An item on Lon Sticker’s Phantoms and Monsters about Elvis and his life long interest in UFOs inspired me to write about the time I met Elvis in Los Angles when I was working at the Free Clinic. (see my post on UFO Mystic.) That was one of my brushes with fame, and esoteric in a round about way, since Elvis had a strong curiosity about UFOs and believed in extraterrestrial life.
Another esoteric brush with fame is, I think, waaaaaaaay cool. It concerns Boris Badenov. Yes, that Boris Badenov! Legend has it that the character actor Akim Tarmioff was the inspiration for the spy character Boris Badenov of the Rocky and Bullwinkle cartoons. Here is what a Wikipedia entry has to say about Akim’s inspiration:
Badenov's name is a play on that of the 16th-century Russian Tsar Boris Godunov ("bad enough" vs. "good enough").
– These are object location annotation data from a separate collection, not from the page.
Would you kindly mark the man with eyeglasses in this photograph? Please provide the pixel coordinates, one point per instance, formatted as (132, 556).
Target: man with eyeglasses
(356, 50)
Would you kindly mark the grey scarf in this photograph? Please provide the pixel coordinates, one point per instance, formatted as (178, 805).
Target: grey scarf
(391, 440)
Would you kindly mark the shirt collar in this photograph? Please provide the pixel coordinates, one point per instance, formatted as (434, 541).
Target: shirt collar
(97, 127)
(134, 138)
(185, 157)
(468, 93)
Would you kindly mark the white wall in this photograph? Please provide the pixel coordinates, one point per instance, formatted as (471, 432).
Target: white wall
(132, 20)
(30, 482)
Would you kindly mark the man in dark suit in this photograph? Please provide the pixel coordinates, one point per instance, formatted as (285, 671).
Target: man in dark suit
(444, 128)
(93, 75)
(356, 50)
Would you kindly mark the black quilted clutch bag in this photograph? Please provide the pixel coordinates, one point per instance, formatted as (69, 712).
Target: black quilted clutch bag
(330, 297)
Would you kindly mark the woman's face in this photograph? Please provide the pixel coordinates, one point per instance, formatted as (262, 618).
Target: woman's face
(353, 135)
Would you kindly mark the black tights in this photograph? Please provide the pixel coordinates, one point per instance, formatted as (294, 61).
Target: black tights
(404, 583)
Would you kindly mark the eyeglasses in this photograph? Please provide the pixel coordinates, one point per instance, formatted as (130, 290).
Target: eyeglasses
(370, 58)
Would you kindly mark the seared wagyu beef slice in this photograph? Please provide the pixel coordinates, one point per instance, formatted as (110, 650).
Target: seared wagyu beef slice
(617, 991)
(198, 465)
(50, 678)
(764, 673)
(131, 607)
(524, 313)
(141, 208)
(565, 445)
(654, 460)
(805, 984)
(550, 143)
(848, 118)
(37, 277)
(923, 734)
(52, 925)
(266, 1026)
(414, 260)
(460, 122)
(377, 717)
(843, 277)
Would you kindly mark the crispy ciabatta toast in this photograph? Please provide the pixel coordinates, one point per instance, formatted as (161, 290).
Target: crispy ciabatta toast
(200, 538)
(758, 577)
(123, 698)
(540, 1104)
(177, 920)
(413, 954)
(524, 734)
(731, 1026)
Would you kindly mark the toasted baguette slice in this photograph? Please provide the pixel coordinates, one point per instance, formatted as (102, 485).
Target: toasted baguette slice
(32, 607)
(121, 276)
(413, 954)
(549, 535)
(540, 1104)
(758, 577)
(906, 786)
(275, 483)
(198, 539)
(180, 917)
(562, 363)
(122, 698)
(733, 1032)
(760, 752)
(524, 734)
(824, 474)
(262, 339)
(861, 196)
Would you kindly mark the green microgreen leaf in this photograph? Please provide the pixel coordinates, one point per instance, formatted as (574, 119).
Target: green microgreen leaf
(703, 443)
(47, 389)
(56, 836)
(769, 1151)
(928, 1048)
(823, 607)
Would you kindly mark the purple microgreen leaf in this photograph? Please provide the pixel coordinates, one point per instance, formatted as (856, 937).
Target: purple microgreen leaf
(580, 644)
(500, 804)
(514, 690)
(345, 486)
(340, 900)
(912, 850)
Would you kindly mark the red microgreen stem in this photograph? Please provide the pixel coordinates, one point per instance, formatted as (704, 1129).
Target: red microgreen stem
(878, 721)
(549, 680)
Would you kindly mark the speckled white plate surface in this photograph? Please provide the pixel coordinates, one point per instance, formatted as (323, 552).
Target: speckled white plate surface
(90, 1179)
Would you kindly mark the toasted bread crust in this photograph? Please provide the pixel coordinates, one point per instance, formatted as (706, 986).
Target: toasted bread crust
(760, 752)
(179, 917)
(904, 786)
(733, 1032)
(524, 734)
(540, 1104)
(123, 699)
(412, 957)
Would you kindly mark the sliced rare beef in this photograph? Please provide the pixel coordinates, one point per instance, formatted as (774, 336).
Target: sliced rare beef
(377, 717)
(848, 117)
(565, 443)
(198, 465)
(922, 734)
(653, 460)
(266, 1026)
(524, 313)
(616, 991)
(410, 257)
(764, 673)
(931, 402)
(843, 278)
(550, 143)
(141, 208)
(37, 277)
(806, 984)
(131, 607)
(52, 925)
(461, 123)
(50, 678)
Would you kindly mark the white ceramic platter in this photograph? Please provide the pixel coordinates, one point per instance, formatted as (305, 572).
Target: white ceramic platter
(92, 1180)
His accent and explosive temper are an homage to Hollywood actor Akim Tamiroff, especially Tamiroff's role in The Great McGinty, a 1940 movie directed by Preston Sturges.
Akim (Mikhailovich) Tamiroff, the Russian born character actor who appeared in dozens of films and television shows was often typecast as a Mexican or Greek, among other ethnic characters. He played spies, cops, thieves; all manner of roles. Among the films Akim appeared in:For Whom the Bell Tolls, 1943, Lord Jim, 1965, Oceans 11, 1960, Topaki, 1964, and dozens more.
Akim was married to my grandfather’s niece, actress Tamara Shayne. My mother lived with them when she was in her late teens (that would be in late 1940s, early 1950s) when she first arrived in Los Angeles from Oregon. I met them once when I was little; I remember Tamara as being stand offish , but Akim was pretty nice, very funny and playful.
Truly, how cool is it that one of the iconic cartoon characters, Boris Badenov, was based on a family member? (Another fun esoteric synchronistic fact: my mother’s name is a variation of Natasha.)
Is it fair to say Boris was a MIB? No, it just sounded good for the title. Boris was short, fat, and hardly MIB like in behavior or appearance. He was an Eastern European/Russian spy, bumbling, the bad guy, created during the Cold War, when the spy business was everywhere. It still is; and actually, we’ve come back around to Russian spies recently, with movies like SALT and the plethora of Russian spies on television shows.
I have other claims to esoteric fame, which I'll write about in future columns.